Just say NO!

Another day, another few hundred million accounts compromised. Facebook is the most recent (as of this writing in late March). This problem has become so common place that it hardly qualifies as news. What is different about this one is that it wasn’t criminals who broke into Facebook and obtained the data, instead Facebook found that this information was left unprotected (unencrypted) and available to Facebook employees and ‘there is no evidence of date’, that the information was compromised. Which is a backhanded way of saying, “We don’t know what the heck happened, we just found these few hundred million accounts lying around and figured it probably wasn’t a good thing.” Do ya think? Oh, and it turns out, this info has apparently been ‘just lying around’ like this …. For YEARS! The only reason we know about it now is due to a whistle blower at Facebook.

The questions that immediately come to mind for me are:

1. How did something like this happen? Several hundred MILLION accounts just ‘lying around’. I doubt Mr. Zuckerberg leaves a few hundred million dollars lying around. A leprechaun, he is not.
2. What else is there just lying around- at Facebook and on other systems? Who is protecting our information?

From a cybersecurity and IT professional viewpoint, this indicates an egregious lack of basic security protocols and – RESPECT for the privacy and confidentiality of your clients. While I would not be surprised to see Mr. Zuckerberg making another trip to Washington for yet another Congressional hearing, let’s be honest – that doesn’t do squat but give some politicians facetime and help them think they are doing something.  One would hope that after the last high profile pillorying, Facebook would have realized their internal systems might just need a bit of an overhaul. Hopefully, the FTC will fine them a few billion after the Cambridge Analytica mess, but even that won’t be enough to move the needle.

What can we do? The only thing that the average individual can do - anyone that has a Facebook account should give serious consideration to deleting their account and just say NO to Facebook. They can only sell, exploit and LOSE what we give them.

Fool me once…

Who is watching whom?

With the advent of the ‘Internet of Things’ IoT (internet connected devices), the average consumer is likely to have multiple devices in their home, office or on their person that is capable of surreptitious surveillance and not be aware of it. One of the more high profile examples of this was the recent Apple FaceTime bug that would allow anyone to activate the microphone and camera in your iPhone or iPad without your permission. While Apple released a patch for this bug within a few days of it being made public, how long this bug existed and may have been exploited, is unknown. If you have an Apple device, please make sure you have installed this update and if you do not use FaceTime, disable it.
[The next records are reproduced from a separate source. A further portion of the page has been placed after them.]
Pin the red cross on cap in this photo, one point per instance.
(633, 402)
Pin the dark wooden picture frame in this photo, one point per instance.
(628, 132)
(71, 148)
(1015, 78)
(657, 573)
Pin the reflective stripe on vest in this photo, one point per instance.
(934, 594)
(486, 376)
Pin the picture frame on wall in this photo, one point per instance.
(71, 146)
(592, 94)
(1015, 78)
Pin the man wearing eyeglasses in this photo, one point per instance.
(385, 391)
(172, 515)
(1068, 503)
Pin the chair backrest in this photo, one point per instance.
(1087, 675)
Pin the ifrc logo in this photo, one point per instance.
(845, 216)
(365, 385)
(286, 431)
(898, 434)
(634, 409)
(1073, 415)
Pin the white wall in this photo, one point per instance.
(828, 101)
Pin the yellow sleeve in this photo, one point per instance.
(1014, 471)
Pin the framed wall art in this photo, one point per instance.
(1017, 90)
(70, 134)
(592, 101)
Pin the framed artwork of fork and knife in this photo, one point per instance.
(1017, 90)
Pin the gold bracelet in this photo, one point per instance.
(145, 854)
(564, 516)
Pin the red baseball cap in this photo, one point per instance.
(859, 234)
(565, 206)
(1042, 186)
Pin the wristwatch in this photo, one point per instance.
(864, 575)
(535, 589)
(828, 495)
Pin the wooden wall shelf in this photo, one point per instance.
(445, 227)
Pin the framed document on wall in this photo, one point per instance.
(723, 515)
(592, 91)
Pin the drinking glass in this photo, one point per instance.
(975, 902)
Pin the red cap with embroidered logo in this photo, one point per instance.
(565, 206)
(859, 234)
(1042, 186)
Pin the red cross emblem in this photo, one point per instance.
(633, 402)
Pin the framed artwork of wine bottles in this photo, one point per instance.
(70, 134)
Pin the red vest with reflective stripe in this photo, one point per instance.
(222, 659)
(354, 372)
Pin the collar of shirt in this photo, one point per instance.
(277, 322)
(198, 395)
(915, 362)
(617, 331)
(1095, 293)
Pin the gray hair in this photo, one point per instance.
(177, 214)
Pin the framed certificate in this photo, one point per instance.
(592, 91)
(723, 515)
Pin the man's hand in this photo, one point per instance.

Unfortunately, the FaceTime bug is just one of the many exploits that we know about. Any internet connected OR wireless device (think baby monitor) in your office, home, car, coffee shop or on your person is vulnerable to be exploited. To make this problem worse, some of these devices come pre-configured for ease of installation with default settings that either cannot be changed or the user does not bother to change. This allows anyone with a very basic knowledge to gain access to and control those devices. Additionally, some of the older devices (3+ years) have very basic (if any) security and do not have the option to be upgraded (built in obsolescence).

So, what does the average consumer do? If you do a web search for ‘how to protect yourself from the internet of things’ you will find a LOT of articles. Unfortunately, most of them use terminology and give recommendations that can be daunting for many.  One of the better articles that gives some common sense advice is this one from Lifehack. While some of these may require enlisting the help of a family friend or local geek, at a minimum we suggest you make an inventory of your connected devices (tip #1), so that you at least know what is at risk and can potentially mitigate your exposure.

Did you know? If you have an Amazon Alexa or a Google Home device, then you have a built-in, always on, microphone (and possibly camera) listening/watching and recording everything within range, 24x7. George Orwell would be so proud! If you have an Alexa and want to really be freaked out, login to your Amazon account and you can review and listen to all of the recordings it has made – and fortunately, delete them. Perhaps Jeff Bezos should pay a bit more attention to his own personal internet security…?

I love technology and have many IoT devices (including Alexa -which I turn off when not in use and restrict to my office), but I always assume that any of these devices has the potential to ‘go rogue’. As such, I am cautious about not only what I use but where I install it, to help me manage the failure points.